Kiev’s top diplomat slams German pacifists
Dmitry Kuleba has accused demonstrators of effectively calling for Ukraine’s downfall
Ukrainian Foreign Minister Dmitry Kuleba has claimed that German protesters who oppose weapons deliveries to Kiev are essentially calling for the destruction of his country. The diplomat also argued that Ukrainian servicemen are more peace-loving than pacifist demonstrators in Berlin.
In an interview with Bild published on Sunday, Kuleba suggested that German protesters “must be honest and rewrite their slogans.” Instead of placards reading “Stop the war! No weapons deliveries,” the diplomat stated that demonstrators should “write what they really mean: Let the Russians kill, torture and rape Ukrainians.” Kuleba insisted that this is “precisely what will happen if we don’t have weapons to defend ourselves.”

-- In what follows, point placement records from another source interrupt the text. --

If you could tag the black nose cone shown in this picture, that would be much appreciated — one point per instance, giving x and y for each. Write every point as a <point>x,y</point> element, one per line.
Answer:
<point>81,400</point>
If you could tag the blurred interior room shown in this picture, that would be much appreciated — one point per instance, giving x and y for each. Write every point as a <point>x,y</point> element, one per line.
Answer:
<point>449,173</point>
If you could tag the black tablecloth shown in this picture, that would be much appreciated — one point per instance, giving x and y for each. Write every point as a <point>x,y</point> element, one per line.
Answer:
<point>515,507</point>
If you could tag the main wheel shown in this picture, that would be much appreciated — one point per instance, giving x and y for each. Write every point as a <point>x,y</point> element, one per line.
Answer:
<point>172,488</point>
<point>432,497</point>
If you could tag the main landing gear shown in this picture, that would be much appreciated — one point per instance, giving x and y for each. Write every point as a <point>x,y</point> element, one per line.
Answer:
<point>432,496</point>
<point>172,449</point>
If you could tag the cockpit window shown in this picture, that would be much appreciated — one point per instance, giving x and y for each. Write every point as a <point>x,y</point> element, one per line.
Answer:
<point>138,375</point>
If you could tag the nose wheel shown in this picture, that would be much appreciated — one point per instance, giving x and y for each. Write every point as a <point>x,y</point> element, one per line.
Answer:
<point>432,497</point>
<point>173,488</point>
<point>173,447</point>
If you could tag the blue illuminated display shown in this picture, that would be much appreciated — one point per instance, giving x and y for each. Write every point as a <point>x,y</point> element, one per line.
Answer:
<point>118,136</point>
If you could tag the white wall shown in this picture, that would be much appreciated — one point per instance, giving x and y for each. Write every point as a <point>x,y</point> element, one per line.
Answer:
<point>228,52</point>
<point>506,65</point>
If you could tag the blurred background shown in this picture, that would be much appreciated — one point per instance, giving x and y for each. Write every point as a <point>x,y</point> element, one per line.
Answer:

“Every single Ukrainian, even the soldier in the trench… wants peace more than the most pacifist demonstrator at the Brandenburg Gate [in Berlin],” the minister added.
When asked if he thought Germany was doing enough in terms of military support for Kiev, Kuleba replied that Berlin “could really help more with artillery ammunition.” He also accused the German government of dragging its feet on signing contracts when arms manufacturers are supposedly ready to meet Kiev’s needs.
In late February, tens of thousands of Germans gathered in central Berlin to demand peace talks in Ukraine and an end to further weapons shipments for Kiev, at an event organized by prominent Die Linke (Left Party) politician Sahra Wagenknecht and author Alice Schwarzer.
Wagenknecht urged Chancellor Olaf Scholz’s government to make Russia “an offer” so that Moscow and Kiev could sit down at the negotiating table.
A similar protest was held around the same time outside the Ramstein US Airbase in southwest Germany, where Western officials have regularly convened over the past year to coordinate aid to Ukraine.
A petition launched by Wagenknecht and Schwarzer last month, titled ‘Manifest for Peace’, has to date been signed by nearly 750,000 people.
Scholz, in turn, has repeatedly argued that peace talks are unlikely at this point as Moscow is supposedly unwilling to negotiate in good faith.
However, Russia has made it clear on multiple occasions that in principle it is open to talks with Ukraine, on condition that the authorities in Kiev recognize the “reality on the ground.”